Could Mart have made a mistake? I didn’t think so — and I wasn’t going to ask him again. He took the sight back and switched it on once more, waited for it to warm up, scanned, switched off. There was no point in calling the other guys to find out if they’d seen anything; they’d tell us soon enough if anything showed.
Suddenly, there was a noise behind us, a voice. Somebody had spoken, very close. We both leapt round, weapons levelled. A black human shadow was standing on the track about six feet away. My finger was on the trigger. I came within a split-second of firing, but in the last instant I realised that anybody planning aggression wouldn’t have spoken in the first place — he’d have fired a round or come at me silently with a knife.

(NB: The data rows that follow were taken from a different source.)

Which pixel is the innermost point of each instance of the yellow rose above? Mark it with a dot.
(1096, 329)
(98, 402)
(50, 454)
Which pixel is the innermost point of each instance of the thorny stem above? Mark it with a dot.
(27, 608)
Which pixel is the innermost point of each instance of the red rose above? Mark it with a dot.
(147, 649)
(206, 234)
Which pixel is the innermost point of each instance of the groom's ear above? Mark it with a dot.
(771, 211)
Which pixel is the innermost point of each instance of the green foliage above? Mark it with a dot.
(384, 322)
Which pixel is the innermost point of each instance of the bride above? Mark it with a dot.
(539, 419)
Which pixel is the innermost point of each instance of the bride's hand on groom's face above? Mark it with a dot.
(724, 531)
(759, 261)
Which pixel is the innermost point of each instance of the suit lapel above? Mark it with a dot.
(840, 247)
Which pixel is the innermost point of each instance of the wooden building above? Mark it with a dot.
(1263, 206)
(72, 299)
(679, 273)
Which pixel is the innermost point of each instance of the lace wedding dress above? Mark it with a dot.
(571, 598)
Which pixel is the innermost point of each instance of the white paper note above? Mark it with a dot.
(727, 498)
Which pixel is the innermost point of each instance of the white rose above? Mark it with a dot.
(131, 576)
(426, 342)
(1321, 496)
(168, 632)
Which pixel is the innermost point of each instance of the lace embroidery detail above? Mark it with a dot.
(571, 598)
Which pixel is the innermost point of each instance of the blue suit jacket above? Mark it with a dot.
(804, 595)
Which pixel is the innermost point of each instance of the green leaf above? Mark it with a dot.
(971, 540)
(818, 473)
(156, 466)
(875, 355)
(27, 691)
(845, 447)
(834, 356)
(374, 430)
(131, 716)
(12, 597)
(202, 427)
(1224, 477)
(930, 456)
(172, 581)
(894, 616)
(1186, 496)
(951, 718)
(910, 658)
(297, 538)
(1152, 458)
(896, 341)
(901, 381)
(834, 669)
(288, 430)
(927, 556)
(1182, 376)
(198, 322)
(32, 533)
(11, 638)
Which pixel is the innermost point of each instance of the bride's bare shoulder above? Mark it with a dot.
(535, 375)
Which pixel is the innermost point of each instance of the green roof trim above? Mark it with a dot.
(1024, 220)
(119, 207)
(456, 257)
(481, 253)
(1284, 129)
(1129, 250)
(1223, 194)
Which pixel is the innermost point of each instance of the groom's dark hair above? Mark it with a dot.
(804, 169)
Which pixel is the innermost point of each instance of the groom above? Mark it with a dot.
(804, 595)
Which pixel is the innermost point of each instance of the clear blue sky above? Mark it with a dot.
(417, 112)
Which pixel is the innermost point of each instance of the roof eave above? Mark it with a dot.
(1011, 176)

‘Sir!’ The voice was high, frightened, African. ‘Sergeant Geordie.’
‘Who are you?’
‘I am Jason. Jason Phiri.’
‘Mabonzo!’
‘Yassir.’
‘Jesus!’ I let out my breath with relief and took a step forward. Even in the starlight, Jason’s scarecrow frame was recognisable. At close quarters I could smell his body odour, acrid with fear. ‘You nearly bought it then. What the hell are you doing here?’
‘I come warn you.’
‘What of?’
‘Major Mvula, he has bad spirits.’
‘I know.’
‘They make him mad. He send men to kill you.’
‘Kill me?’
‘Cut throat. All British soldiers.’
‘When?’
‘Tonight. Twelve o’clock, a killing party will come.’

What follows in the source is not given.